In government documents that year, Dunkin ‘Brands warned investors about the prospect of low-income workers receiving better wages.

“A significant number of our franchisees’ food service employees are paid at rates related to the US federal minimum wage and minimum wages applicable in foreign jurisdictions and previous increases in the US federal minimum wage and the minimum wage in foreign jurisdiction have increased labor costs, such as future increases, “wrote the company. “Any increases in labor costs can result in franchisees improperly hiring restaurants.

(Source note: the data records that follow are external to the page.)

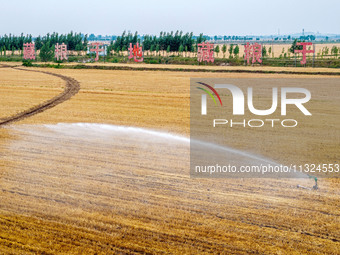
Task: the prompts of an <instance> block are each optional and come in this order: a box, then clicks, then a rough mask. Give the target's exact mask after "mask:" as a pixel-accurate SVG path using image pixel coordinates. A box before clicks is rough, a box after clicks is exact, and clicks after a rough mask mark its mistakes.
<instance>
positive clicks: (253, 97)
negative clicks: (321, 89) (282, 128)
mask: <svg viewBox="0 0 340 255" xmlns="http://www.w3.org/2000/svg"><path fill="white" fill-rule="evenodd" d="M197 84H200V85H201V86H200V87H197V89H200V90H202V91H203V92H205V93H203V94H202V95H201V115H207V114H208V109H207V108H208V106H207V105H208V104H207V95H209V96H210V98H212V100H213V101H214V104H215V106H216V105H217V101H216V99H215V97H216V98H217V99H218V100H219V103H220V106H223V103H222V99H221V96H220V94H219V93H218V92H217V90H219V91H225V92H226V93H230V94H231V96H232V113H233V115H235V116H237V115H238V116H240V115H241V116H242V115H245V102H246V99H247V107H248V110H249V112H250V113H252V114H254V115H257V116H268V115H271V114H273V113H275V112H276V110H277V108H278V105H279V103H280V106H281V107H280V108H281V112H280V114H281V116H286V115H287V105H293V106H295V107H296V108H297V109H298V110H300V111H301V112H302V114H303V115H305V116H311V115H312V114H311V113H310V111H308V109H307V108H306V107H305V105H304V104H306V103H307V102H308V101H309V100H310V99H311V93H310V91H309V90H308V89H305V88H298V87H282V88H280V96H279V93H278V92H279V89H278V88H277V87H273V88H272V90H271V106H270V108H267V109H257V108H256V107H255V106H254V93H253V88H252V87H248V88H247V94H246V97H245V94H244V93H243V91H242V89H240V88H239V87H238V86H236V85H233V84H214V85H208V84H206V83H203V82H197ZM291 94H294V95H295V96H296V97H295V98H294V97H293V98H292V96H289V95H291ZM265 121H270V122H271V123H272V127H274V122H275V121H281V120H279V119H265V120H261V119H251V120H249V121H246V120H243V122H242V123H241V124H243V126H244V127H245V126H246V122H247V123H249V125H248V126H249V127H262V126H263V125H264V123H265ZM287 121H290V122H292V123H294V124H293V125H285V124H284V123H285V122H287ZM256 122H257V123H259V124H258V125H252V124H250V123H256ZM282 122H283V123H282ZM227 123H233V120H230V121H228V120H226V119H214V120H213V126H214V127H216V125H225V124H227ZM234 123H235V122H234ZM281 124H282V126H283V127H295V126H297V120H295V119H289V120H283V121H281ZM232 126H233V125H232V124H231V127H232ZM234 126H235V125H234Z"/></svg>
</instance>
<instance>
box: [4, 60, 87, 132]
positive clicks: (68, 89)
mask: <svg viewBox="0 0 340 255" xmlns="http://www.w3.org/2000/svg"><path fill="white" fill-rule="evenodd" d="M2 67H10V66H6V65H5V66H4V65H3V66H2ZM12 68H14V69H16V70H21V71H27V72H37V73H43V74H47V75H52V76H56V77H58V78H61V79H62V80H64V81H65V82H66V86H65V89H64V91H63V92H62V93H60V94H59V95H57V96H55V97H53V98H51V99H50V100H47V101H45V102H43V103H41V104H39V105H36V106H33V107H31V108H29V109H27V110H24V111H22V112H20V113H17V114H15V115H12V116H10V117H7V118H6V117H5V118H3V119H2V120H1V121H0V127H1V126H4V125H7V124H10V123H12V122H16V121H19V120H23V119H25V118H28V117H31V116H33V115H35V114H38V113H41V112H44V111H46V110H48V109H50V108H53V107H55V106H57V105H58V104H61V103H63V102H65V101H67V100H69V99H70V98H71V97H73V96H74V95H75V94H77V93H78V91H79V89H80V85H79V82H78V81H77V80H75V79H73V78H70V77H68V76H64V75H61V74H55V73H50V72H46V71H38V70H29V69H24V68H19V67H12Z"/></svg>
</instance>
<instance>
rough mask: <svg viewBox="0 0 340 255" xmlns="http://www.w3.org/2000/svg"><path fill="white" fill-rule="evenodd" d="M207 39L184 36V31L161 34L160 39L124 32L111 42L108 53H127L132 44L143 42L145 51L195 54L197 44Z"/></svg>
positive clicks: (199, 37)
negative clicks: (123, 51)
mask: <svg viewBox="0 0 340 255" xmlns="http://www.w3.org/2000/svg"><path fill="white" fill-rule="evenodd" d="M205 39H206V38H205V37H204V36H203V34H200V36H198V37H194V36H193V33H192V32H191V33H186V34H183V32H182V31H176V32H175V33H174V32H170V33H166V32H161V33H160V34H159V36H158V37H157V36H152V35H144V36H138V33H137V32H136V33H135V34H132V33H126V32H125V31H124V32H123V34H122V35H121V36H118V37H117V39H116V40H115V41H111V44H110V46H109V47H108V51H109V52H111V51H112V50H114V51H115V52H120V51H127V49H128V48H129V45H130V43H132V44H136V43H137V42H138V43H141V41H142V42H143V49H144V50H150V51H154V50H155V51H157V52H158V51H159V50H161V51H167V52H183V51H186V52H193V51H194V47H196V48H197V44H198V43H201V42H203V41H204V40H205Z"/></svg>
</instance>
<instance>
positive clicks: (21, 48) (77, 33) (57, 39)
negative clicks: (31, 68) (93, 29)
mask: <svg viewBox="0 0 340 255" xmlns="http://www.w3.org/2000/svg"><path fill="white" fill-rule="evenodd" d="M32 41H33V39H32V35H26V36H24V35H23V34H21V35H20V36H14V35H11V34H9V35H4V36H2V37H0V49H2V50H11V51H14V50H22V48H23V44H24V43H31V42H32ZM34 42H35V48H36V49H37V50H40V49H41V48H42V46H43V45H44V44H46V43H47V42H48V43H49V44H50V45H54V44H56V43H65V44H66V45H67V49H69V50H76V51H81V50H86V48H87V44H88V38H87V35H85V36H83V35H82V34H81V33H73V32H72V31H71V32H70V33H68V34H65V35H64V34H60V35H59V34H58V33H53V34H49V33H48V34H47V35H45V36H43V37H42V36H40V35H39V36H38V37H37V38H36V39H35V40H34Z"/></svg>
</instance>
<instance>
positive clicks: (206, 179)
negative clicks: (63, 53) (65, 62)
mask: <svg viewBox="0 0 340 255" xmlns="http://www.w3.org/2000/svg"><path fill="white" fill-rule="evenodd" d="M34 70H37V69H34ZM42 70H44V71H46V69H42ZM47 71H49V72H53V73H60V74H63V75H65V76H69V77H72V78H74V79H76V80H77V81H79V82H80V86H81V90H80V91H79V93H78V94H77V95H75V96H74V97H73V98H72V99H71V100H69V101H66V102H64V103H62V104H60V105H57V106H56V107H54V108H52V109H49V110H47V111H45V112H43V113H40V114H38V115H35V116H33V117H31V118H28V119H25V120H23V121H20V122H18V123H16V124H13V125H12V127H8V128H2V129H1V130H0V135H1V143H0V152H1V154H2V157H1V160H0V166H1V170H0V184H1V190H0V197H1V205H0V225H1V228H0V229H1V231H0V250H1V252H2V253H14V254H22V253H25V254H29V253H32V254H36V253H45V254H54V253H59V254H79V253H83V254H84V253H88V254H95V253H100V254H110V253H154V254H155V253H157V254H158V253H177V254H193V253H224V254H248V253H249V252H253V253H260V254H320V253H329V254H337V253H339V251H340V250H339V249H340V244H339V241H340V233H339V224H340V218H339V214H338V212H339V206H340V204H339V196H340V192H339V188H340V187H339V183H338V182H337V181H335V180H334V179H333V180H332V179H321V180H320V181H319V185H320V190H319V191H309V190H301V189H297V188H296V185H297V184H299V183H301V182H302V183H303V184H306V185H313V182H311V181H310V180H309V181H308V180H304V181H300V180H290V179H289V180H287V179H285V180H281V179H277V180H273V179H270V180H268V179H256V180H254V179H250V180H249V179H232V180H230V179H226V180H223V179H222V180H221V179H219V180H216V179H214V180H209V179H190V177H189V147H188V144H186V143H184V144H182V146H179V145H181V144H179V145H178V146H177V147H172V146H170V145H168V146H165V147H164V145H163V147H164V148H163V147H162V149H164V155H163V157H162V158H160V157H159V155H158V153H157V150H156V149H155V148H151V149H149V150H147V153H144V154H142V156H140V155H139V154H140V152H141V151H140V148H141V147H138V145H134V144H133V142H131V141H127V140H124V139H123V138H122V139H123V140H122V141H121V144H122V146H123V145H124V144H125V145H126V144H129V146H125V147H124V146H123V147H122V148H121V149H120V150H118V152H117V153H116V148H114V147H110V146H111V144H110V141H105V142H103V141H102V140H101V139H99V138H98V137H96V136H94V137H95V138H93V139H92V138H91V135H89V137H87V138H86V137H83V135H82V133H79V134H72V135H68V136H67V135H65V134H63V135H60V136H57V137H55V136H53V135H51V134H50V131H48V132H47V131H46V130H45V129H43V128H42V126H41V125H40V124H55V123H77V122H84V123H108V124H114V125H125V126H135V127H143V128H150V129H154V130H160V131H163V132H171V133H177V134H180V135H183V136H187V137H188V136H189V132H190V130H189V129H190V128H189V121H190V118H189V117H190V116H189V99H190V97H189V81H190V80H189V79H190V77H205V78H212V77H224V78H242V79H249V78H256V77H257V78H265V79H275V78H278V77H285V78H286V77H290V78H294V79H301V80H303V81H304V84H305V85H306V87H308V86H309V85H308V79H313V78H316V77H317V78H320V77H318V76H312V77H311V76H304V75H300V76H297V75H289V76H287V75H277V74H272V75H264V74H234V73H229V74H212V73H197V72H195V73H185V72H163V71H157V72H152V71H103V70H56V69H47ZM0 72H1V74H2V75H1V81H0V86H1V87H0V89H1V100H0V104H1V110H0V117H2V118H4V117H8V115H11V114H13V113H15V112H19V111H22V110H24V109H25V107H31V106H32V105H34V104H39V103H41V101H44V100H45V99H48V98H49V96H52V97H53V96H55V95H56V94H57V93H58V92H60V91H61V87H62V86H63V82H62V81H60V80H58V78H55V77H52V76H48V75H46V74H39V73H29V72H27V75H29V77H28V78H25V77H24V74H26V73H24V71H18V70H13V69H10V68H2V69H0ZM330 79H332V82H330V83H327V84H325V85H324V86H323V87H319V86H316V85H313V83H311V84H312V85H310V87H308V88H309V89H311V91H312V94H313V95H314V94H315V95H316V96H315V97H314V96H313V100H312V101H311V102H310V105H309V109H310V110H311V111H312V112H313V117H314V115H315V116H316V118H315V119H313V121H311V122H308V123H309V124H308V125H309V126H308V128H306V129H297V130H296V131H295V132H291V133H290V134H289V137H284V139H280V142H281V143H280V144H279V145H275V142H276V141H277V140H276V139H278V138H277V137H276V135H277V134H275V131H270V132H259V131H250V130H244V129H237V130H235V132H234V133H233V134H231V135H230V139H228V141H226V144H227V145H228V146H231V147H234V148H237V149H242V150H248V151H251V152H256V153H258V154H261V155H264V156H266V157H269V158H272V159H275V160H277V161H279V162H280V161H281V162H285V161H287V160H289V159H291V160H295V161H299V160H300V161H301V162H304V161H308V160H314V159H317V160H319V161H321V160H326V161H328V160H329V159H331V160H338V159H339V156H338V152H339V149H340V148H339V143H338V141H337V140H336V139H335V138H334V135H339V126H340V125H339V124H340V123H339V118H338V116H339V109H340V107H339V100H338V99H339V89H338V85H337V80H335V79H336V78H330ZM306 80H307V82H306ZM333 81H334V82H333ZM265 92H266V91H263V93H265ZM12 98H14V100H11V99H12ZM16 102H17V103H16ZM6 107H7V108H6ZM314 112H315V114H314ZM320 119H321V120H323V121H322V122H320ZM329 119H331V120H332V126H331V128H328V126H327V123H325V120H329ZM32 124H34V125H33V126H32ZM32 130H33V131H34V132H33V131H32ZM266 131H267V130H266ZM32 132H33V133H32ZM94 132H96V130H94ZM249 132H251V133H249ZM25 134H29V135H27V136H24V135H25ZM93 135H95V134H93ZM85 138H86V139H89V140H86V139H85ZM84 139H85V140H84ZM117 139H118V138H117ZM302 139H303V141H302ZM78 140H79V141H78ZM320 140H322V144H320ZM259 141H261V142H259ZM292 141H295V142H296V146H297V147H294V148H292V147H291V145H292ZM305 141H307V142H308V144H309V146H310V149H308V150H306V149H304V147H303V146H305V145H306V144H305ZM174 148H176V150H175V151H173V150H174ZM112 151H113V152H114V153H115V154H114V155H111V154H110V153H112ZM122 151H125V152H126V153H127V154H120V152H122ZM120 155H131V157H129V158H128V159H125V158H124V157H123V156H120ZM138 155H139V156H138ZM147 165H151V166H152V167H149V168H148V167H145V166H147ZM169 169H171V171H170V170H169Z"/></svg>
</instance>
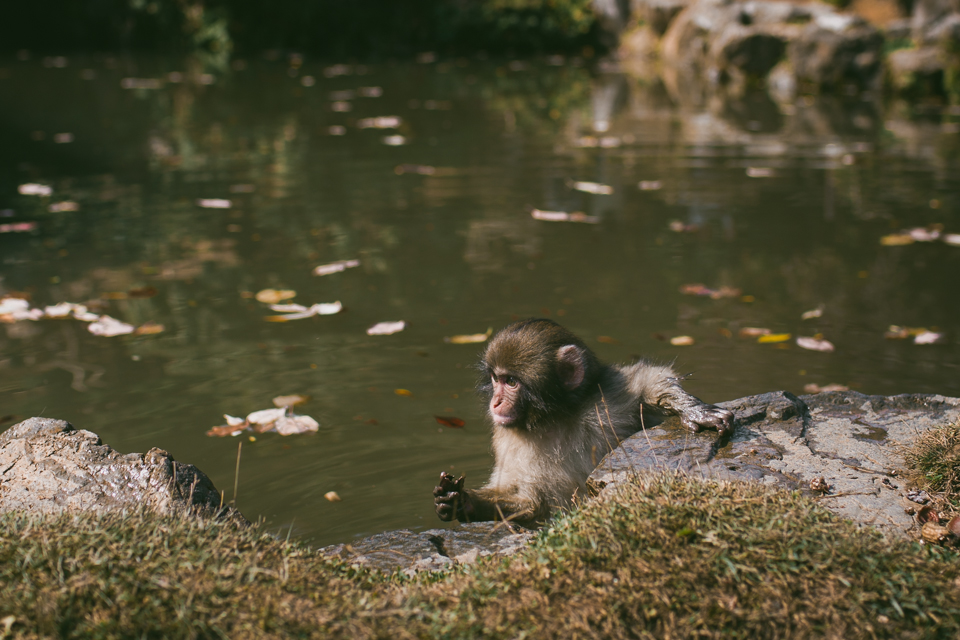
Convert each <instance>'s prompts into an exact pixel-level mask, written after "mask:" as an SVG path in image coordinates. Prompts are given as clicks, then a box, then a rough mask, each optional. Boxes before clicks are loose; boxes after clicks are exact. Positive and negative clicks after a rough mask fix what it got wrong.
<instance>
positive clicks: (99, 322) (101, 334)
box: [87, 316, 136, 338]
mask: <svg viewBox="0 0 960 640" xmlns="http://www.w3.org/2000/svg"><path fill="white" fill-rule="evenodd" d="M135 330H136V327H134V326H133V325H132V324H127V323H126V322H121V321H120V320H117V319H116V318H111V317H110V316H100V317H99V318H98V319H97V320H96V321H94V322H91V323H90V324H88V325H87V331H89V332H90V333H92V334H93V335H95V336H104V337H107V338H112V337H113V336H122V335H126V334H128V333H133V332H134V331H135Z"/></svg>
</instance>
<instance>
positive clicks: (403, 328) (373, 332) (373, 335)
mask: <svg viewBox="0 0 960 640" xmlns="http://www.w3.org/2000/svg"><path fill="white" fill-rule="evenodd" d="M406 326H407V323H406V322H404V321H403V320H398V321H396V322H378V323H377V324H375V325H373V326H372V327H370V328H369V329H367V335H368V336H389V335H391V334H394V333H398V332H400V331H403V330H404V329H405V328H406Z"/></svg>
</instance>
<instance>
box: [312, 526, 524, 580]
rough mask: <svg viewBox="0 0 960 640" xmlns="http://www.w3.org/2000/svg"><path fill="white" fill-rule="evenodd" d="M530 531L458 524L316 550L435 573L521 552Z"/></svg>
mask: <svg viewBox="0 0 960 640" xmlns="http://www.w3.org/2000/svg"><path fill="white" fill-rule="evenodd" d="M532 536H533V532H532V531H528V530H526V529H523V528H521V527H516V526H514V527H513V528H512V529H510V528H508V527H506V526H505V525H504V524H502V523H501V524H495V523H492V522H473V523H469V524H462V525H460V526H459V527H457V528H455V529H431V530H429V531H420V532H413V531H409V530H406V529H402V530H399V531H387V532H386V533H381V534H378V535H375V536H370V537H369V538H364V539H362V540H360V541H358V542H354V543H351V544H338V545H333V546H330V547H324V548H323V549H321V550H320V551H321V552H322V553H324V554H325V555H327V556H328V557H331V558H339V559H341V560H344V561H346V562H348V563H351V564H358V565H361V566H364V567H368V568H372V569H378V570H380V571H384V572H387V573H389V572H392V571H394V570H397V569H401V570H403V572H404V573H406V574H413V573H416V572H418V571H439V570H441V569H444V568H448V567H451V566H453V565H456V564H472V563H473V562H476V561H477V559H478V558H484V557H487V556H494V557H503V556H509V555H513V554H514V553H516V552H517V551H519V550H520V549H522V548H523V547H524V546H525V545H526V544H527V542H529V540H530V538H531V537H532Z"/></svg>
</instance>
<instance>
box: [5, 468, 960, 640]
mask: <svg viewBox="0 0 960 640" xmlns="http://www.w3.org/2000/svg"><path fill="white" fill-rule="evenodd" d="M958 580H960V555H958V554H957V553H956V552H954V551H951V550H947V549H942V548H938V547H934V546H932V545H926V546H921V545H918V544H915V543H910V542H906V541H900V540H891V539H887V538H885V537H883V536H882V535H880V534H879V533H877V532H876V531H874V530H872V529H870V528H861V527H858V526H857V525H856V524H854V523H852V522H848V521H845V520H842V519H839V518H837V517H835V516H833V515H832V514H830V513H829V512H827V511H826V510H825V509H823V508H821V507H820V506H819V505H817V504H815V503H814V502H813V501H811V500H808V499H806V498H804V497H803V496H800V495H799V494H796V493H786V492H782V491H774V490H769V489H765V488H762V487H758V486H752V485H743V484H727V483H720V484H718V483H713V482H703V481H698V480H693V479H688V478H684V477H673V476H665V477H657V478H652V479H647V480H643V481H641V482H639V483H637V484H634V485H628V486H623V487H621V488H619V489H617V490H613V491H608V492H606V493H604V494H603V495H602V496H601V497H600V498H598V499H597V500H595V501H593V502H591V503H589V504H588V505H586V506H585V507H583V508H582V509H580V510H578V511H575V512H573V513H569V514H564V515H562V516H561V517H559V518H557V519H556V520H554V521H553V522H552V523H551V524H550V525H549V526H548V527H546V528H545V529H544V530H543V531H542V532H541V534H540V535H539V536H538V537H537V538H536V540H535V542H534V544H533V545H532V546H531V547H530V548H529V549H527V550H526V551H524V552H522V553H520V554H519V555H517V556H515V557H513V558H510V559H506V560H500V561H495V560H486V561H481V562H480V563H478V564H476V565H474V566H470V567H467V568H464V569H460V570H455V571H451V572H447V573H439V574H432V575H421V576H418V577H416V578H405V577H403V576H400V575H393V576H381V575H378V574H371V573H369V572H366V571H364V570H361V569H358V568H356V567H350V566H347V565H344V564H341V563H333V562H329V561H327V560H324V559H323V558H321V557H320V556H319V554H317V552H316V551H314V550H311V549H309V548H307V547H305V546H303V545H301V544H297V543H287V542H284V541H282V540H278V539H276V538H274V537H272V536H269V535H265V534H263V533H262V532H259V531H257V530H256V529H237V528H235V527H232V526H230V525H227V524H224V523H215V522H210V521H203V520H199V519H196V518H177V519H173V518H157V517H156V516H149V515H146V514H133V515H127V516H82V517H76V518H71V517H66V518H40V517H35V516H30V517H26V516H5V517H2V518H0V623H2V624H5V623H3V619H4V617H5V616H14V617H15V622H14V623H13V625H12V627H11V631H12V632H13V633H14V634H19V635H22V636H24V637H204V638H205V637H229V638H247V637H276V638H287V637H316V638H328V637H349V638H388V637H389V638H403V637H418V638H425V637H444V638H476V637H492V638H501V637H502V638H516V637H537V638H551V637H558V638H559V637H562V638H576V637H600V638H688V637H705V638H720V637H723V638H809V637H829V638H930V637H943V638H953V637H957V636H958V634H960V590H958V588H957V584H958V582H957V581H958ZM8 620H9V618H8ZM2 624H0V632H2V630H3V626H2Z"/></svg>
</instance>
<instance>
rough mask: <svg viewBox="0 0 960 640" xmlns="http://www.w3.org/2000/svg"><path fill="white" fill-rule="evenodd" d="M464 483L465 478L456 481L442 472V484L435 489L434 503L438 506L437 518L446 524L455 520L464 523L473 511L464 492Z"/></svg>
mask: <svg viewBox="0 0 960 640" xmlns="http://www.w3.org/2000/svg"><path fill="white" fill-rule="evenodd" d="M463 481H464V477H463V476H460V478H459V479H457V480H454V479H453V476H452V475H450V474H449V473H446V472H441V473H440V484H438V485H437V486H436V487H434V488H433V496H434V499H433V503H434V504H435V505H436V506H437V516H439V517H440V519H441V520H443V521H444V522H450V521H451V520H453V519H454V518H456V519H457V520H460V521H461V522H464V521H465V519H466V514H468V513H470V512H471V511H473V509H471V508H470V500H469V498H467V494H466V492H465V491H464V490H463Z"/></svg>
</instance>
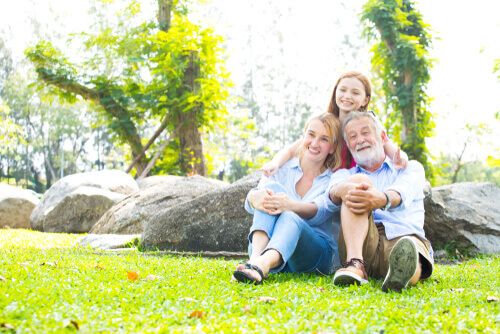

Understaffed restaurants can reduce sales at such restaurants, decrease royalty payments and adversely affect our brands.”

The company also boasted that “none of our employees are represented by a union and we believe that our relations with our employees are healthy”.

“Our name means our admiration for the qualities personified by Howard Roark”

Inspire Brands is mostly controlled by Roark Capital – a $ 23 billion private equity giant named after the self-centered protagonist of Ayn Rand’s novel The Fountainhead, which is considered a fundamental conservative text for the defense of billionaires and economic inequality.

“Our name means our admiration for the qualities embodied by Howard Roark,” says the company on its website. “We are committed to being a good partner in good times and an even better partner in bad times.”

Donors from companies linked to Roark delivered more than $ 800,000 in campaign contributions in the 2020 electoral cycle, mainly to Republicans, according to data compiled by OpenSecrets.

Several state and local retirement systems invested the retirement savings of civil servants in the Roark funds involved in the acquisition of Dunkin ‘Brands by Inspire Brands last year, including the Oregon State Treasury, the Maryland State Pension and Retirement System and the City of Los Angeles Employees’ Retirement System.

In his filings with the Securities and Exchange Commission, Roark warned investors that “portfolio companies of the type targeted” by the company may be “adversely affected by changes in government policies”, including the minimum wage.

Dunkin's Donuts
NEW YORK, NEW YORK – OCTOBER 26: A Dunkin ‘store sign is seen on October 26, 2020 in New York City.